O cliente precisa se precaver. Por exemplo em uma transação on-line, o consumidor deve saber que o computador ou dispositivo móvel que usa precisa estar seguro, ter um bom anti-vírus, não acesar em cyber’s cafés, verificar o site... As fraudes existem em todo lugar, embora os bancos sempre tentem proteger o cliente, a principal precaução deve ser feita pelo cliente pois sempre estamos sujeitos a fraudes.
O que os consumidores devem fazer para ter uma melhor relação com o banco?
Procure entender o que seu banco está te oferecendo, os créditos disponíveis, as taxas de juros existentes, digo até para tratar o banco como se fosse sua segunda casa, uma parte da sua vida financeira, entenda os parâmetros de serviço e aonde você pode usufruir desse serviço.

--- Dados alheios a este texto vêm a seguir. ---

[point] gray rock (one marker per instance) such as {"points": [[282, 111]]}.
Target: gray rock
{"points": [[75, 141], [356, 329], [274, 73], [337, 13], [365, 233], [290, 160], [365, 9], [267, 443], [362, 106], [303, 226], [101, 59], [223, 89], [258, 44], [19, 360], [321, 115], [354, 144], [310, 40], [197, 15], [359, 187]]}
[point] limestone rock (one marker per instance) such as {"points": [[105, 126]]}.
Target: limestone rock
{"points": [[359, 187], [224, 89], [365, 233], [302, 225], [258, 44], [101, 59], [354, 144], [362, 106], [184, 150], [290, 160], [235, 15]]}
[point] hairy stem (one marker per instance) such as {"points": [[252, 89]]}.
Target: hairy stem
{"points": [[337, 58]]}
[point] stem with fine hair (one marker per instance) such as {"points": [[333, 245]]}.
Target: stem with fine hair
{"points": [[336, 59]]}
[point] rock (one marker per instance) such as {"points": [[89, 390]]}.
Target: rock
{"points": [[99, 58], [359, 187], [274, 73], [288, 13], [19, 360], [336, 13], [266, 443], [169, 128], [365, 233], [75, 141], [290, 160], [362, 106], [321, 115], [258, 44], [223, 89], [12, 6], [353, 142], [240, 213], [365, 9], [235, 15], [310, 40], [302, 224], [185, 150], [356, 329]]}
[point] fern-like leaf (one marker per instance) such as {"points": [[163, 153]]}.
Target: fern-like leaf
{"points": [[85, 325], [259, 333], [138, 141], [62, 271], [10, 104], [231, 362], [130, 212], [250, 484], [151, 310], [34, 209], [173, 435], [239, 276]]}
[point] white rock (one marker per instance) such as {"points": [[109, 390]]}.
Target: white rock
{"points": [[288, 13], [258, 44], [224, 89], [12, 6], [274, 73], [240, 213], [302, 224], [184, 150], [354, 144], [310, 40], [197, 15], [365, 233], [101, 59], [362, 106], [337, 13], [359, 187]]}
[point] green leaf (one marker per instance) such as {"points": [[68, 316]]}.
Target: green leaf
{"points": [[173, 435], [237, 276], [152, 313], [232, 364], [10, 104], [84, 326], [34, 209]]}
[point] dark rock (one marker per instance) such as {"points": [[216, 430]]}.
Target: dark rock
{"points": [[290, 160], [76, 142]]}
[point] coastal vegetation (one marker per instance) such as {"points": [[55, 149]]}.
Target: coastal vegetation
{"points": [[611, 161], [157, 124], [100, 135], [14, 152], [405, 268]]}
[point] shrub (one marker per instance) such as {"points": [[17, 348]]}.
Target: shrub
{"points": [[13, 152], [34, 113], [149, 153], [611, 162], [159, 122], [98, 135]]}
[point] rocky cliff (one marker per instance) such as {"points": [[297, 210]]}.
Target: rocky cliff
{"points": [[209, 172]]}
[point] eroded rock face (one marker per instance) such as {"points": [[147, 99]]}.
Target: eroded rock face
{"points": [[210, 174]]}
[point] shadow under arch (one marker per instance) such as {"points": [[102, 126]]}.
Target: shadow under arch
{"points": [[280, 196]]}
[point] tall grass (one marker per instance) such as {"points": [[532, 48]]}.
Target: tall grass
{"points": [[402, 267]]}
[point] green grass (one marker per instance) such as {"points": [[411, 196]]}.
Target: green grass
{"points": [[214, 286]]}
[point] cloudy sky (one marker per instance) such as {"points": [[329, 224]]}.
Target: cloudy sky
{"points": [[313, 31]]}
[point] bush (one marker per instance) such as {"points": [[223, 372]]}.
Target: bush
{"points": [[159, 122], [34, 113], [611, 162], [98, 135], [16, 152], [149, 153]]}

Hoje em dia o senhor acredita que o serviço home banking ou até o caixa automático são aproveitados como deveriam?
Não, os meios fornecidos não são aproveitados pelos clientes, a maioria tem um receio muito grande de usar esses meios alternativos, o banco ensina a melhor forma de acessar seus dados, de fazer uma transação bancária, mas as pessoas ainda tem uma resistência a esses atendimentos. Muitos não acreditam nesse atendimento, pois acham que precisam de um comprovante impresso, preferem um atendimento interpessoal, ou seja, não acreditam no serviço on-line.
Sabemos que o serviço bancário tem muito nível de segurança envolvido, mas por quê sempre temos clientes buscando justiça? Por exemplo, com conta de saque indevido.
As pessoas precisam se resguardar mais, precisam entender que uma fraude pode acontecer com ela. Ter cautela com documento pessoal, com o cartão, senhas, informação dada por telefone e acessos de sites.
Muitos clientes passam por inconveniências com a porta giratória.
A porta giratória é um paradigma que as pessoas desconhecem. Na porta giratória as pessoas se sentem amedrontadas, se sentem coagidas, com vergonha e humilhadas. A sua função é para a segurança do cliente e dos funcionários. Há casos que temos clientes que possuem proteses metálicas e não conseguem passar pela porta giratória, nesse caso, a pessoa deve se dirigir ao segurança, mostrar que utiliza uma prótese metálica e será encaminhado a uma porta alternativa. Mas temos casos que as pessoas não adotam esse procedimento e querem passar pela porta giratória.